When one thinks of street racing, souped-up dragsters with screeching tires and screaming crowds come to mind. Everything goes, right? After all, it’s about unsanctioned and illegal auto racing on a public road.
Wrong! You’d be surprised to hear that even this “Outlaw” activity has a governing body, called the National Hot Rod Association (NHRA).
In addition to setting rules for drag racing, it hosts events across the United States and Canada. The NHRA claims to be the world’s largest motorsports sanctioning body, with over 40,000 drivers on its roster.
Back in 2015, popular Street Outlaws cast member Shawn Ellington found himself on the radar of that very NHRA.
We lay out what happened and why it didn’t go over too well for the organization.
Outlaws, getting outlawed
In February 2015, several cast members of Street Outlaws received a letter from the National Hot Rod Association. Among them: Shawn Ellington, aka “Murder Nova.”
The letter advised them that any further participation in shows that glorify illegal street racing will result in their licenses being revoked. Apparently, Shawn and other cast members had violated the NHRA’s member code of conduct and mission.
This prompted his close friend and Street Outlaws co-star Justin “Big Chief” Shearer – who isn’t personally an NHRA competition license holder or member – to quickly snap a photo of the letter and post it to his Facebook profile page, saying:
“If nothing else, it’s proof that street racing will always have consequences.”
Not so fast
The reaction from friends and fans was awe-inspiring. Comments and messages supporting the celebrity street racer kept pouring in, and the situation quickly escalated into an outright attack on the NHRA.
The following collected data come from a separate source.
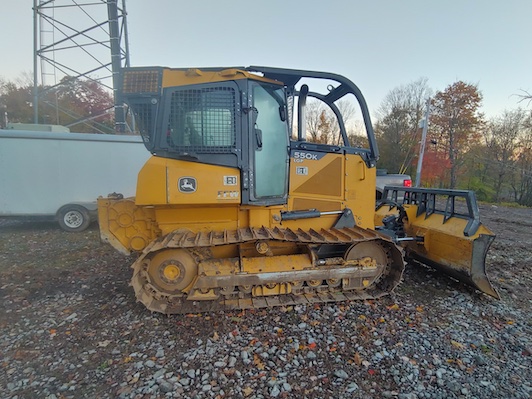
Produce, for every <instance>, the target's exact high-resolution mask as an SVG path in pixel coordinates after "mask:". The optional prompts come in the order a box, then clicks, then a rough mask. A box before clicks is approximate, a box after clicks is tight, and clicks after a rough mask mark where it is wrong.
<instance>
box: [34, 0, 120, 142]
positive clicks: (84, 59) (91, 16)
mask: <svg viewBox="0 0 532 399" xmlns="http://www.w3.org/2000/svg"><path fill="white" fill-rule="evenodd" d="M125 1H126V0H33V15H34V61H33V69H34V100H33V104H34V123H39V121H42V120H43V119H44V118H43V116H42V115H41V117H39V102H42V101H44V95H48V100H46V101H47V105H53V104H50V100H49V98H50V96H49V94H50V93H54V92H57V89H58V88H59V87H60V86H61V85H63V84H65V83H67V82H69V81H74V80H77V79H84V80H88V81H95V82H98V83H99V84H100V85H101V86H102V87H103V88H105V89H107V90H109V91H112V92H113V98H114V107H113V108H114V120H115V131H116V132H117V133H122V132H125V130H126V118H125V109H124V104H123V100H122V95H121V90H120V82H121V76H120V74H121V72H120V71H121V68H122V67H127V66H129V48H128V37H127V21H126V8H125ZM118 3H121V4H120V5H119V4H118ZM39 75H40V79H39ZM54 108H55V112H56V116H55V118H56V120H59V114H60V113H65V114H69V116H70V117H72V118H75V122H73V123H70V124H69V125H68V126H69V127H70V126H75V125H78V124H82V123H86V122H87V121H93V120H94V119H96V118H98V117H99V116H102V115H103V114H100V115H72V114H71V111H68V110H65V109H61V108H60V107H59V106H58V105H57V103H56V104H55V107H54ZM106 111H107V112H112V111H113V109H109V110H106ZM50 119H52V118H51V117H50ZM92 126H93V128H94V123H93V124H92ZM95 129H96V130H99V131H100V132H102V133H104V132H106V131H105V130H109V129H108V127H106V126H103V125H102V126H98V125H96V127H95ZM107 132H108V131H107Z"/></svg>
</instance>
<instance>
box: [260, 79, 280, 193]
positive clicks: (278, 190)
mask: <svg viewBox="0 0 532 399" xmlns="http://www.w3.org/2000/svg"><path fill="white" fill-rule="evenodd" d="M253 105H254V107H255V109H256V112H257V116H256V122H255V126H252V130H253V132H252V141H253V140H254V141H255V148H256V149H255V197H256V198H267V197H282V196H284V195H286V191H287V185H288V171H287V168H288V150H287V148H288V131H287V126H286V123H285V122H284V121H283V120H282V119H281V115H280V112H279V109H280V108H284V107H285V104H284V97H283V96H282V90H280V89H277V90H274V89H273V88H269V90H268V89H266V88H265V87H263V86H261V85H258V84H255V85H254V86H253ZM258 143H260V144H258Z"/></svg>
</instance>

Within 12 hours, numerous memes circulated online, and an “NHRA Sucks” Facebook page (with 3,200 members at the time) was launched.
While Shearer wasn’t expecting this reaction, he wasn’t surprised by the outrage either.
“The point of my post was to let people that are trying to cross over—trying to get some publicity or because they think it’s easy—know that once you do it; you might not be able to go back.”
In Shearer’s opinion, the idea that cast members could be barred from NHRA competition and sanctioned tracks was deeply troubling, but it was not reason enough to give up on a television series he and his hard-working friends were in the middle of filming its fifth season.
The real reason Street Outlaws have become a hit is their brazen, anti-establishment attitude. In the same way that “Big Chief” and “Murder Nova” risk everything they own to compete for the top spot on “The List,” they’ll sacrifice the right to race at NHRA-sanctioned facilities if push comes to shove.
Mike Murillo feels the heat
While Big Chief had nothing personal to fear from sharing the letter publicly absent NHRA license, other Street Outlaws cast members were in a different situation. Take Mike Murillo, for example.
The fallout from the letter would be a huge deal for his professional career. The reality show was supposed to do a “Texas against Oklahoma” with him in the future, but that became less likely with the license-removal hanging over his head. His appearance as a tuner on the show was also in jeopardy.
It made him think about his friends on the show who had obligations to the Discovery Channel. How would they cope? “Those people are stuck,” Murillo said. Even though the NHRA sent the letter between seasons, many recent episodes of the show featured people who would be affected by the letter.
Murillo said a few Street Outlaws guys also wanted to try radial drag racing, but those individuals were now not going to be able to do so.
NHRA responds to the hate over their Street Outlaws letter
As a result of the attention these letters have received and the criticism that online drag racing magazines and blogs have thrown at the NHRA, was this a wake-up call for the organization to promote “the little guy” in the trenches?
Geno Effler, who was head of public relations for the organization at the time, responded to the public outcry.
“The heart of the matter is that we don’t promote street racing in any form in any way,” he said.
In a nutshell, the organization’s officials observed several NHRA-licensed drivers on the show and some cars with NHRA logos and felt that since the show promotes street racing, the NHRA didn’t want to be associated with it.
Effler stated that the NHRA expects the drivers to maintain their licenses and represent and uphold the mission of the NHRA.
What has happened since?
Considering that Street Outlaws is now in its 18th season, we can assume that the matter has been settled since the incident in 2015.
It appears that Street Outlaws will remain on air for the foreseeable future, with most of the original cast still involved, licenses intact. It is undeniable that the illegal street-racing premise of Street Outlaws is incompatible with NHRA’s stated objective of keeping racers off the street.
Although its formula is likely to change over time, we can always be sure that it stays true to its core philosophy: an anti-establishment attitude that has made Street Outlaws a legitimate success!